On a personal level, I’m petrified of contracting Covid, and I’m doing all in my power (as are many others) to avoid falling victim to it. However, the woman who entered a local petrol station I was in last Friday, coughing and spluttering and devoid of a mask, clearly isn’t. And while vaccines (manufactured at breakneck speed) are abundantly available, a fearful Irish nation that is facing into further lockdowns wonders why our government/ health service appears to be infuriatingly slow with the roll-out? We also wonder why anti-mask wearing morons, like this woman, are allowed to continue to place the rest of us at risk, without fear of any repercussions?


Tiresome Conor

Fellow Dub Conor McGregor and his outrageous ‘antics’ have become not just tiresome…they render me nauseous to such an extent that I punched the air last weekend when I heard that Dustin Poirier reigned victorious over ‘the notorious’ mouthpiece, knocking him out in the second round. Seriously Conor… going down in the second round?
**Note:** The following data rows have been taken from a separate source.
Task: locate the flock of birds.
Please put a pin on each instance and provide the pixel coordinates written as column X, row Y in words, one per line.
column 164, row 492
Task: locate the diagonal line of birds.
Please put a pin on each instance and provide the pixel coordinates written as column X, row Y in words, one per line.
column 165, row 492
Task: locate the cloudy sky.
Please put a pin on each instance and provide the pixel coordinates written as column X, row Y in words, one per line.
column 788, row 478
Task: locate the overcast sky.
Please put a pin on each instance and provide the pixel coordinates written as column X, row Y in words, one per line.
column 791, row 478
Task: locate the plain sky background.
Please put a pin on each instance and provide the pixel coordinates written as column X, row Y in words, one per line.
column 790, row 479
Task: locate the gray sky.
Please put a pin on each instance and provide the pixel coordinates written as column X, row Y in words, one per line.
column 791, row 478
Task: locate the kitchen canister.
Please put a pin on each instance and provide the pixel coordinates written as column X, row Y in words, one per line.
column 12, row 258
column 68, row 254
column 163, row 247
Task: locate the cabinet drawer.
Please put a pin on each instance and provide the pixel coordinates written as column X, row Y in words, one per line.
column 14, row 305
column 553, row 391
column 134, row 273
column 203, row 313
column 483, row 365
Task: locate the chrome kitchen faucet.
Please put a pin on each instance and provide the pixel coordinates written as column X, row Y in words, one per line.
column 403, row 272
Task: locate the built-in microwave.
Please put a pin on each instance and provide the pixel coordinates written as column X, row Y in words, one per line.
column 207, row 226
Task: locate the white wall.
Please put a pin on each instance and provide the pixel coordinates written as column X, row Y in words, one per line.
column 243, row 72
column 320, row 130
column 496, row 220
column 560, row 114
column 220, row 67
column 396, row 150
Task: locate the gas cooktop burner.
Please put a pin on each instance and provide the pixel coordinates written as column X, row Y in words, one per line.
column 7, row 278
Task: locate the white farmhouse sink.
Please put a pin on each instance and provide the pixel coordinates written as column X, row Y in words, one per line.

Don’t get me wrong, I love a working-class-hero-made-good, and when I first heard about McGregor, I was delighted that an ambitious and positive role model for Irish kids had emerged – a sporting hero we could all be proud of…sure isn’t he one of our own!

But sadly, McGregor’s anything but a hero. I’m sorry to say, but given the obnoxious, condescending, brash, boastful, racist-git-hooligan persona McGregor’s cultivated – not to mention the gaggle of sycophants he’s gathered round him – this mega-minted MMA boxer appears more like a cocky-little-bully-with-bank-notes-braggart than an aspirational warrior with the heart of a true Dub!


Why is Micheál off on a beano while rest of us are locked down?

Minister for Transport Eamon Ryan managed to stay awake long enough to inform us we aren’t allowed fly out of Ireland in search of a sneaky bit of sun, saying: “you cannot fly; you are in fact subject to a fine”. That’s grand Eamon, I totally understand that for the betterment of us all, I’m not allowed move past my designated five kilometres unless I’m making an essential journey! However, if you’ll be, “introducing much stricter sanctions on the 5km rule to stop people flying”, why is Micheál Martin allowed skedaddle off on a beano to Washington for Paddy’s Day? I mean I know it’s traditional, but it’s hardly essential, meaning I shouldn’t be reading headlines reporting that An Taoiseach’s ‘trip to the White House for St. Patrick’s Day is still on despite Covid-19’.

Yes, it’s important to honour our special bond with the US, and even more so this year, what with the POTUS being ‘Oirish’ and all that, but can’t Micheál do what the rest of us do and Zoom Joe?

Look Eamon, it’s traditional for me to spend birthdays with my girls in Dublin, but since, in your eyes, I’m only a member of the hoi polloi, and not part of the government’s ‘elite’, I’ve got to contend with Zoom calls and posting parcels! Listen, just pop a pot of shamrock into an An Post jiffy bag; Joe and Jill will understand and we can all laugh about it over a Jemmie ‘n’ red when he visits the homestead post-pandemic!